Scenario #1: is mostly covered another document entitled: “Notifying customers about changes to firm job estimates.” The only real application of this writing is to note that the Status of the Service Order might be set to “Seek Approval” while waiting to communicate with the customer.
Scenario #2: Warranty Company refusal: some warranty companies have you tear the vehicle down for inspection prior to authorization. Always require any customer requesting warranty repairs to sign a statement authorizing the tear down for inspection and include a statement that ‘It may not be practical to “Open and close” the potential problem, since parts may be broken, and broken part s may not reassemble safely.” Then the customer is responsible for reasonable labor to determine the detail and extent of the failure. And you are absolved from reassembling a broken system.

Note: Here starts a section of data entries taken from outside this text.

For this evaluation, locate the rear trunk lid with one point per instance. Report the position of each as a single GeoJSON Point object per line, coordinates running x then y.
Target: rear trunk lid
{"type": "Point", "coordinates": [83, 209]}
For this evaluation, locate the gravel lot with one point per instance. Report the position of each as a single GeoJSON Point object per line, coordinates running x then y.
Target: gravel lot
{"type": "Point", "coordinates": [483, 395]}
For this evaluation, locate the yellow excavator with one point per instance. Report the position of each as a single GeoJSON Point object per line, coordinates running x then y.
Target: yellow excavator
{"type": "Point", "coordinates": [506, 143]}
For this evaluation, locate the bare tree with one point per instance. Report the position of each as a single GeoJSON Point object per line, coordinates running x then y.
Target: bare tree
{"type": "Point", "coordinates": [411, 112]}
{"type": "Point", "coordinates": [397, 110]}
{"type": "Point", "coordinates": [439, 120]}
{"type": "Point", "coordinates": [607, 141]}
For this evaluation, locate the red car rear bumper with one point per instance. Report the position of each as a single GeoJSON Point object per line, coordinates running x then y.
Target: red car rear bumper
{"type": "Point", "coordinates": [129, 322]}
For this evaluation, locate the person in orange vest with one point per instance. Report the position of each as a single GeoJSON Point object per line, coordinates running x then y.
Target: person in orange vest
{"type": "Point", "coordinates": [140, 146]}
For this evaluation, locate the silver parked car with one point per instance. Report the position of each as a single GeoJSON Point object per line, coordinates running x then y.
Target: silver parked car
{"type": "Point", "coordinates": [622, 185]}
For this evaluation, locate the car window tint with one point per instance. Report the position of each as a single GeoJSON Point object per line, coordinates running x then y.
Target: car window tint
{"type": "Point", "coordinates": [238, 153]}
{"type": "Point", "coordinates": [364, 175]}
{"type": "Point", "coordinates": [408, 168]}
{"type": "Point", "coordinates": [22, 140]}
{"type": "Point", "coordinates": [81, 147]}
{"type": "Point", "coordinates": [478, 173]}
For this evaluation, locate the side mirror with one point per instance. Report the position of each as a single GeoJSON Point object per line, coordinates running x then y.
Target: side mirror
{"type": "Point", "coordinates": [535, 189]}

With the vehicle disassembled we may appeal to the customer for repair authorization or appeal to other interested parties for assistance. Again we place the “Seek Approval” status on the invoice while we await resolution.

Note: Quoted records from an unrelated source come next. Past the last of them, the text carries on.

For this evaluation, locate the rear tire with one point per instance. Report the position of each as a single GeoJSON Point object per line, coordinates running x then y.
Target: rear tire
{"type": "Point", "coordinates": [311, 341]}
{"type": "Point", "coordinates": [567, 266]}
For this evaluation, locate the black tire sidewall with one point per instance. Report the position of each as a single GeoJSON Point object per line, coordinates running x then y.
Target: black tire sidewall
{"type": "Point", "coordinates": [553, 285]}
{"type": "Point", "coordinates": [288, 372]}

Scenario #3: Third Party Insolvency: this occurs infrequently, and mostly with insurance repairs or fraudulent attempts at repair. The later is generally perpetrated against the dealer with a local phone and a photocopied certificate of insurance or extended service policy and an accomplice at the phone site approving the repair. You only caught on because you did not want to wait for a cheque and the company credit card they provided was not approved. In any case, repairs have been processed, parts and labor may be installed, and we need to account for the decrease in inventory or increase in payroll expense.
Mark the status as “Seek Approval”, but don’t stop there. Customer collusion may be involved and asking the customer for payment might be effective if they understand that is the only way you will release the vehicle. Insurance companies lapse on payments or reduce approvals with some regularity – if the vehicle was already released we don’t have much to do beyond writing off the balance.
One way to write off the complete balance that will not be paid is by transferring the Warranty Invoice to an Internal Warranty/Insurance Vendor. Parts installed and labor provided, are then offset by a charge against “Bad Debt” (some people refer to it as “Goodwill”). The most direct way of accomplishing this is by:
- Selecting the approved warranty invoice
- Choose \File \Unapprove Invoice
- Click “Yes” in the dialogue box
- After highlighting the Vendor that refused payment, and copying to the notes area of the invoice, select the appropriate Internal Vendor and overwrite the vendor information. The Invoice can now be adjusted, marked approved, paid on account, and then charged to bad debt.
Scenario #4: a customer has requested repairs or acceded to your suggestion of having some repairs, and is now refusing or requesting removal. “Seek Approval” if it’s a question of source of funds. It might be resolved by extending some temporary credit. Maybe it’s the result of a misunderstanding, or expecting some pecuniary assistance from the sales department, or the factory.